Este avanço do pensamento reacionário agora ingressa no universo simbólico, entrou no mundo da arte, no campo do conhecimento e da criatividade. Isso atinge várias outras áreas, como a academia, que certamente será a próxima a ser atingida, e até mesmo a ciência.

O jornalismo cultural é uma instância de diálogo entre as questões das artes e a sociedade civil. Mas o espaço do jornalismo cultural foi duramente reduzido nos últimos vinte anos. Acha que isso é parte do problema?

A gente não pode celebrar a tragédia. A exposição fechou e essa é uma tragédia. Foi um crime cometido pelo Santander contra a cultura e o patrimônio artístico brasileiros. Por outro lado, temos que olhar a situação em perspectiva, muita coisa boa pode ser vislumbrada assim. Quem é instrumental para este diálogo? A imprensa.

A imprensa é fundamental para uma sociedade democrática. E talvez este processo, por ser muito intenso, vá beneficiar a volta de uma imprensa formadora de opinião especializada na área cultural, algo que nós tínhamos com mais intensidade. Acredito que isso vai acontecer naturalmente.

Até porque o que está em jogo não é apenas a liberdade de expressão artística, é a liberdade de expressão no seu sentido mais amplo. Como podemos vivê-la no dia a dia. Como alguns grupos ultraconservadores de extrema-direita acham que uma pessoa pode vestir, como pode se comportar, o que pode ver, ao que pode ter acesso como arte, cultura e conhecimento.

Camille Paglia, em seu livro “Imagens Cintilantes?”, comenta sobre uma má vontade e um preconceito do americano médio contra as artes e os artistas. Para ela, teria a ver com o moralismo de fundo religioso que está na formação dos próprios Estados Unidos. É possível traçar um paralelo com a sociedade brasileira?

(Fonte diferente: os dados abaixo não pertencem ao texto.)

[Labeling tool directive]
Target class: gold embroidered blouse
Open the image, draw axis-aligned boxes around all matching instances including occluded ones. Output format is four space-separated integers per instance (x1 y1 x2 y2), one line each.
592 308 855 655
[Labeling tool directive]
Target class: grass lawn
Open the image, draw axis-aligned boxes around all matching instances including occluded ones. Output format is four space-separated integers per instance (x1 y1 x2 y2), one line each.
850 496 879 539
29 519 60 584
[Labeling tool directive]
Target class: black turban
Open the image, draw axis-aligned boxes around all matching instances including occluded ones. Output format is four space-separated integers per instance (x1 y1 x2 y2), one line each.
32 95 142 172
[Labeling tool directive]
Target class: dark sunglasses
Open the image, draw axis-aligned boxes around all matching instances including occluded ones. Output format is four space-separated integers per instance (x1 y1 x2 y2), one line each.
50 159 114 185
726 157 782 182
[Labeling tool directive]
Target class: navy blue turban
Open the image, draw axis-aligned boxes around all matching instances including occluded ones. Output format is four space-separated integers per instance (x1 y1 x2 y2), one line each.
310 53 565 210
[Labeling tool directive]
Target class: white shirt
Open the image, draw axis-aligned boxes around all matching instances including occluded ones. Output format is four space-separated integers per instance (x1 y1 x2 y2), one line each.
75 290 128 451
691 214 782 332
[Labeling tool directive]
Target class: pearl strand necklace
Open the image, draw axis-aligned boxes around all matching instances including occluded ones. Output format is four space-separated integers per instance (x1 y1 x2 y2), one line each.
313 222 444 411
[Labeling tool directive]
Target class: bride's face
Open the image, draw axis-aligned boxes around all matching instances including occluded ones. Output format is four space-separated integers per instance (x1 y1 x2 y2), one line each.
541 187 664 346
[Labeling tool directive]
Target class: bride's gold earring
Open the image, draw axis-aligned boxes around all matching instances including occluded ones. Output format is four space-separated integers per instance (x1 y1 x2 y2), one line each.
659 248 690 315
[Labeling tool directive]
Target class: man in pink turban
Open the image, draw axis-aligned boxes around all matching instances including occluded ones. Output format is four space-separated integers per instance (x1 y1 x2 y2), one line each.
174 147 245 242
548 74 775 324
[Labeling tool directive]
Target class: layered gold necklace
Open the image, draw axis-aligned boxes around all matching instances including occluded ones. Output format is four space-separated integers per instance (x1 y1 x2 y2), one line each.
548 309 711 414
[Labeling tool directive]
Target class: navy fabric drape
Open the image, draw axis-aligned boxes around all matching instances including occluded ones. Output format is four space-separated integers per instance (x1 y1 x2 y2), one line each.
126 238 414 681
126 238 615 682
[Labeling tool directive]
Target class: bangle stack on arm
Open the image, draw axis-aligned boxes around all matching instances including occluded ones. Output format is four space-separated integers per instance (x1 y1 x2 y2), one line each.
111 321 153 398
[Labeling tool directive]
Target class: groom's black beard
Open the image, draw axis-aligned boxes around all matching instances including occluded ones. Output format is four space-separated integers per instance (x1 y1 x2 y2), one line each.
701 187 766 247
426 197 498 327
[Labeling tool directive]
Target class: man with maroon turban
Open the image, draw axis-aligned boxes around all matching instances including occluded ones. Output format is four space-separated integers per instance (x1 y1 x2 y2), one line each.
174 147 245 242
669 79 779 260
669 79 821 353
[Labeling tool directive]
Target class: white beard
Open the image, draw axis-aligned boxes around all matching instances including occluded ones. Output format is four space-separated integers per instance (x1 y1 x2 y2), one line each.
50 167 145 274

Acho que somos ainda um país jovem, uma democracia jovem. Ainda não experienciamos plenamente o que significa a convivência com a arte, qual a importância disso para toda a sociedade democrática. Nossos preconceitos, nossa visão de mundo, a maneira como nos comportamos em relação ao outro, tudo isso se reflete na maneira como nós nos comportamos em relação a uma obra de arte.

Quando entro num museu, a obra funciona como um espelho. Ela projeta imediatamente nossas vivências e nossos preconceitos. Isso é notável em exposições sobre gênero. Manifestações de homofobia se manifestam de diversas formas em uma exposição de arte contemporânea, por exemplo. O racismo também aparece diante de obras de arte que, aparentemente, nada teriam a ver com racismo.

Nós, aqui no Brasil, ainda não passamos totalmente pelo exercício de, não só aceitar o outro e aceitar a diferença, mas também, por extensão, conviver com a arte de uma maneira mais democrática. Falta entender que a arte é uma forma de aprendizado e conhecimento. Não chegamos a esse ponto ainda, pela nossa dificuldade, inclusive, no sistema de ensino, que tem falhas de formação em vários aspectos.

Não passamos por esse exercício democrático e, por outro lado, demos um salto para uma sociedade de manifestações conservadoras e retrógradas. O que, aliás, está no seio de nossa história social. Agora nos vemos numa encruzilhada: não fizemos o caminho no ritmo e no momento em que deveria ter sido feito, pulamos algumas etapas, e caímos no ultraconservadorismo. Então, teremos que fazer um esforço muito maior do que sociedades mais avançadas, como Estados Unidos e alguns países europeus, já fizeram.